The avid campers were settling in for a couple of nights, eager to spend some downtime exploring the tiny outback town, but after dusk fell on the hot October night, Shannon started feeling “a little off”.
Thinking it was an innocent bout of hay fever triggered by sundown, she tucked in her two young daughters, Marni and Kiki, and tried to get some sleep herself.
“I remember doing the dishes after tea and struggling so much with it. I was getting short of breath and wheezing in and out – I couldn’t get a sentence out without coughing,” she said.
“It escalated incredibly quickly, to the point where I couldn’t speak or move.
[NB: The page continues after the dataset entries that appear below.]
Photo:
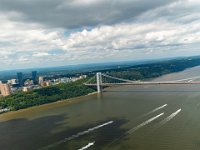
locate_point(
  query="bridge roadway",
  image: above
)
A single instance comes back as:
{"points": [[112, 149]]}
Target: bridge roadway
{"points": [[143, 83]]}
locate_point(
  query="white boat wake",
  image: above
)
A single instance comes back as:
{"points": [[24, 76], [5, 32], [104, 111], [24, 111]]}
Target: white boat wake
{"points": [[144, 123], [76, 135], [87, 146], [169, 117]]}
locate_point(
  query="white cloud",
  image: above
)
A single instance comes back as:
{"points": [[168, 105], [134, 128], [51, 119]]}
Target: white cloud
{"points": [[170, 30]]}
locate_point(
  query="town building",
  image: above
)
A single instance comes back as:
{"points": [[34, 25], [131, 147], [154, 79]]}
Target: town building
{"points": [[20, 79], [5, 89], [34, 77]]}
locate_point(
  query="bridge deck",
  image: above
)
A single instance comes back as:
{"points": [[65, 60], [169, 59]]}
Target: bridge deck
{"points": [[143, 83]]}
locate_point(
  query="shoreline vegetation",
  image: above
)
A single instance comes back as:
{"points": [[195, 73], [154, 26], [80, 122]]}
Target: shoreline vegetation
{"points": [[66, 91]]}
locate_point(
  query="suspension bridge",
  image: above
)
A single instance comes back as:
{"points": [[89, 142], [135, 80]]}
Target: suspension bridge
{"points": [[104, 80]]}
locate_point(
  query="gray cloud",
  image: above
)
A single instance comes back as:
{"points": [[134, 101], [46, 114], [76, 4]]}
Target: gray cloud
{"points": [[78, 13]]}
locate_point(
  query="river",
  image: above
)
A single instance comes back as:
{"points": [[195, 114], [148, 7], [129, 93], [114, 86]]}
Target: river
{"points": [[159, 117]]}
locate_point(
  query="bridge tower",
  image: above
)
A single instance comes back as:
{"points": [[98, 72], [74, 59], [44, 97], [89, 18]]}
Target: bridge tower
{"points": [[99, 81]]}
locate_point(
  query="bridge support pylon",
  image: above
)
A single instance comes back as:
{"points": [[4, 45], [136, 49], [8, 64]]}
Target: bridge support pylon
{"points": [[99, 82]]}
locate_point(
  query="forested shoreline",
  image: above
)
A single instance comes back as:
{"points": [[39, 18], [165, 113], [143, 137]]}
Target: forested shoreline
{"points": [[21, 100]]}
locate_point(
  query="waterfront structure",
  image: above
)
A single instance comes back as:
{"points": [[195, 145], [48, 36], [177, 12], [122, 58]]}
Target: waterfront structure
{"points": [[34, 77], [110, 81], [5, 89], [46, 83], [20, 79], [41, 80], [12, 81]]}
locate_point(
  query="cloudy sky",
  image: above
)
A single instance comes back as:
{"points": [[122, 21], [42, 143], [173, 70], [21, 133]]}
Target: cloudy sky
{"points": [[41, 33]]}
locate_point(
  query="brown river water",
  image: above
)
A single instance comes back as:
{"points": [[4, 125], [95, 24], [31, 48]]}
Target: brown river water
{"points": [[159, 117]]}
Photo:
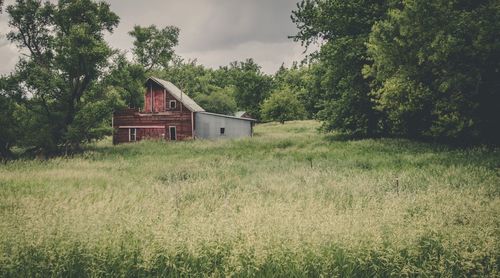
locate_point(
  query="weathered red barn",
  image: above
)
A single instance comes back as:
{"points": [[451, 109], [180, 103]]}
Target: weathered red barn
{"points": [[172, 115]]}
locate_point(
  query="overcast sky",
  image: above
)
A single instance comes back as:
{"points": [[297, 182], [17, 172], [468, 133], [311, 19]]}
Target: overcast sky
{"points": [[215, 32]]}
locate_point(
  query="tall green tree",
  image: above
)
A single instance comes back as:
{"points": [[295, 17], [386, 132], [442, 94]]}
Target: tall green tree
{"points": [[343, 28], [65, 54], [10, 130], [252, 86], [436, 69], [153, 47], [282, 105]]}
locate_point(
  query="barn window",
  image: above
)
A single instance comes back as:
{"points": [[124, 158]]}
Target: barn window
{"points": [[132, 134]]}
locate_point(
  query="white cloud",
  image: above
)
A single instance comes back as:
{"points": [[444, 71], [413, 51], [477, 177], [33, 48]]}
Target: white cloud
{"points": [[215, 32]]}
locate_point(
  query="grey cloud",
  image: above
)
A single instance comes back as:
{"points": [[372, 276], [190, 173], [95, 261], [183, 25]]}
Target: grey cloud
{"points": [[214, 31]]}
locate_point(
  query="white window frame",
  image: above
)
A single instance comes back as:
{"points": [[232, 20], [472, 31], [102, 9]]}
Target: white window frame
{"points": [[170, 134], [170, 104], [130, 134]]}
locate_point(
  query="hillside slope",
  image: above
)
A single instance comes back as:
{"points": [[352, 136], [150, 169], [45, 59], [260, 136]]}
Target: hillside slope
{"points": [[288, 202]]}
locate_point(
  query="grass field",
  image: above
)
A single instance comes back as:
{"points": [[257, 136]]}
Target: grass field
{"points": [[288, 202]]}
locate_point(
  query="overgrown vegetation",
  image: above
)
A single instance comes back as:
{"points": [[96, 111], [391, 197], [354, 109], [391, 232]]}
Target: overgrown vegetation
{"points": [[415, 68], [288, 202]]}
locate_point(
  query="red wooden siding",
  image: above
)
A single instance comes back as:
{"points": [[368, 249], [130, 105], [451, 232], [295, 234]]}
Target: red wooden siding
{"points": [[151, 126], [161, 100]]}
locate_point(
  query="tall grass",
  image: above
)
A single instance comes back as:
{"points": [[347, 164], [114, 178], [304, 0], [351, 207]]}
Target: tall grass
{"points": [[288, 202]]}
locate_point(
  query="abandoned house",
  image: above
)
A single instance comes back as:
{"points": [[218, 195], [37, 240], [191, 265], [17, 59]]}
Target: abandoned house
{"points": [[172, 115]]}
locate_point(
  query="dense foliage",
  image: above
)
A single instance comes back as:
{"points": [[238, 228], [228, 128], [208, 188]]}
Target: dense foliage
{"points": [[288, 202], [56, 81], [436, 69], [419, 69], [283, 105], [413, 68]]}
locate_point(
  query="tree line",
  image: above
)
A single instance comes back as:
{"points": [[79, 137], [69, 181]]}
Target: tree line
{"points": [[414, 68]]}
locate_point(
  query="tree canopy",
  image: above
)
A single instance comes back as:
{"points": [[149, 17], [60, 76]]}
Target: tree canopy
{"points": [[282, 105], [56, 80]]}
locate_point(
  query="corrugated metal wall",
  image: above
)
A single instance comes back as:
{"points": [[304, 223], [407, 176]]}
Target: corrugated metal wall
{"points": [[209, 126]]}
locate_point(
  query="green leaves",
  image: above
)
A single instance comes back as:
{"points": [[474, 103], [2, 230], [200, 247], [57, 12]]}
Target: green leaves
{"points": [[408, 68], [153, 47], [282, 106], [66, 54]]}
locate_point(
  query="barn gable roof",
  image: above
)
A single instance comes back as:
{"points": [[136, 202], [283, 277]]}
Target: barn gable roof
{"points": [[182, 97]]}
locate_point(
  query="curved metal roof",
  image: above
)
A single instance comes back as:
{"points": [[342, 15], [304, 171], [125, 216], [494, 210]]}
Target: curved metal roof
{"points": [[188, 102]]}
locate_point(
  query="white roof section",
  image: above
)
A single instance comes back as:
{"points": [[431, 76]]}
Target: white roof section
{"points": [[188, 102], [227, 116], [239, 114]]}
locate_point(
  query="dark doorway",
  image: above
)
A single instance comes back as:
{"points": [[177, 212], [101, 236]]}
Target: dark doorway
{"points": [[173, 133]]}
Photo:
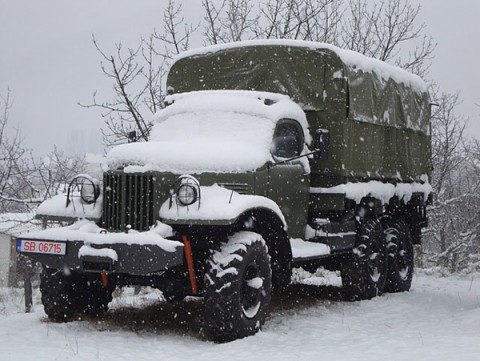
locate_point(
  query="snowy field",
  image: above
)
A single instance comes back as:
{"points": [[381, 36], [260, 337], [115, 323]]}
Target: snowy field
{"points": [[438, 320]]}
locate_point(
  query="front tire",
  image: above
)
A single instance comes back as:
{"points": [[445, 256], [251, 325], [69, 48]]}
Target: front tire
{"points": [[238, 287], [365, 272]]}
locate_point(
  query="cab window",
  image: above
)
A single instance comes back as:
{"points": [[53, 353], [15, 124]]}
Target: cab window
{"points": [[286, 140]]}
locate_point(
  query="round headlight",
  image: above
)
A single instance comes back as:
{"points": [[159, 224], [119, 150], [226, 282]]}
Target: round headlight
{"points": [[88, 192], [186, 194]]}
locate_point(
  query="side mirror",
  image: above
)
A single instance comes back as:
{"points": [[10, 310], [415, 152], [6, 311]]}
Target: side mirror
{"points": [[321, 144], [132, 136], [285, 146]]}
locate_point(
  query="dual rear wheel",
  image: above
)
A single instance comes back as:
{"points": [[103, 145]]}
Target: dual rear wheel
{"points": [[382, 260]]}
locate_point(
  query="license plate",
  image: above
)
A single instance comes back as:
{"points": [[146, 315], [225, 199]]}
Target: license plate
{"points": [[45, 247]]}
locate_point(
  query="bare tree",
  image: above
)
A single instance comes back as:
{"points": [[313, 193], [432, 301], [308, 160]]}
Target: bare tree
{"points": [[137, 75], [24, 181], [388, 30]]}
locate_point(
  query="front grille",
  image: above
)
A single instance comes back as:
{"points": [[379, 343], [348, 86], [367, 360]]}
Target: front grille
{"points": [[128, 201]]}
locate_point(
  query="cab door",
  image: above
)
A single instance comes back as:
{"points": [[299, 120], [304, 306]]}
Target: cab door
{"points": [[288, 179]]}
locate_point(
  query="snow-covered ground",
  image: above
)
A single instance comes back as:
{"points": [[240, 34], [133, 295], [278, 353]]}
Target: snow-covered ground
{"points": [[438, 320]]}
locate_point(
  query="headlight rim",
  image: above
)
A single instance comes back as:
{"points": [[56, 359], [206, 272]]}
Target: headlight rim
{"points": [[193, 184]]}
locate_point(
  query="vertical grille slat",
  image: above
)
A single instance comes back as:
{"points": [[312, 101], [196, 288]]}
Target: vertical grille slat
{"points": [[128, 200]]}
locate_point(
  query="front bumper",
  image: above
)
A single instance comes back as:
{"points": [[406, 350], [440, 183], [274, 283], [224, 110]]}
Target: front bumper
{"points": [[136, 253]]}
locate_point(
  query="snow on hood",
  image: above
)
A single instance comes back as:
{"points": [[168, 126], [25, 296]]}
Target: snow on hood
{"points": [[355, 61], [210, 131]]}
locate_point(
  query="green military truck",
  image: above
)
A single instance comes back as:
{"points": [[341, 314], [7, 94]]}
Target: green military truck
{"points": [[269, 155]]}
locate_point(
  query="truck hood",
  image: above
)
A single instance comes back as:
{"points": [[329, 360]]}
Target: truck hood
{"points": [[210, 131]]}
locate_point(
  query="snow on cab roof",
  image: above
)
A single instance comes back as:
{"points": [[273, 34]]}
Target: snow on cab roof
{"points": [[353, 60], [210, 131], [272, 106]]}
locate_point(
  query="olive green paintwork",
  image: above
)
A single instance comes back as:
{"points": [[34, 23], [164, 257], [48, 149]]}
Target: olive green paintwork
{"points": [[285, 184], [379, 130]]}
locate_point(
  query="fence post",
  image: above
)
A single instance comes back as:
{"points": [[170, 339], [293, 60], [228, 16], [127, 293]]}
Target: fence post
{"points": [[26, 269]]}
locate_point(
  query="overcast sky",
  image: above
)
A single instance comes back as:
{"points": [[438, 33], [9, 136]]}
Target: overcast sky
{"points": [[48, 61]]}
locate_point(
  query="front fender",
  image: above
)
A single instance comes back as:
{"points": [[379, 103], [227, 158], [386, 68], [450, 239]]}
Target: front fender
{"points": [[216, 206]]}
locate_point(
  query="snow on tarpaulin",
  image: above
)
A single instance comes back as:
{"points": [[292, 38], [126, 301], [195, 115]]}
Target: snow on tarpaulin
{"points": [[90, 233], [379, 190], [210, 131], [218, 203], [355, 61]]}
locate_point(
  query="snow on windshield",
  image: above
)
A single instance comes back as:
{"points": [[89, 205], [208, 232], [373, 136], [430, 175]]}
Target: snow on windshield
{"points": [[210, 131]]}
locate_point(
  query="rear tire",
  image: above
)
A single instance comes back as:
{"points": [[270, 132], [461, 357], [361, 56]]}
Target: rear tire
{"points": [[365, 272], [400, 255], [238, 287]]}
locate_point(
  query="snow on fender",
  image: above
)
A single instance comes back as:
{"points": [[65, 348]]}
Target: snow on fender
{"points": [[217, 204]]}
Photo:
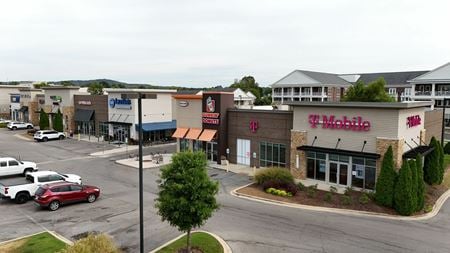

That’s when I started to panic.”
Crawling out of the tent, Shannon called out to her husband, brother-in-law and sister-in-law for help – by that time her voice was a mere squeak.
“I was clawing at my neck, trying to figure out how to get air into my body. I wanted to get out of the tent so the kids couldn’t see what was happening,” she said.
I feared the worst — I thought, 'what are we going to do if I die here?'".
At close to midnight, Shannon was 1,000 kilometres from home and suffering her very first asthma attack that was now threatening her life.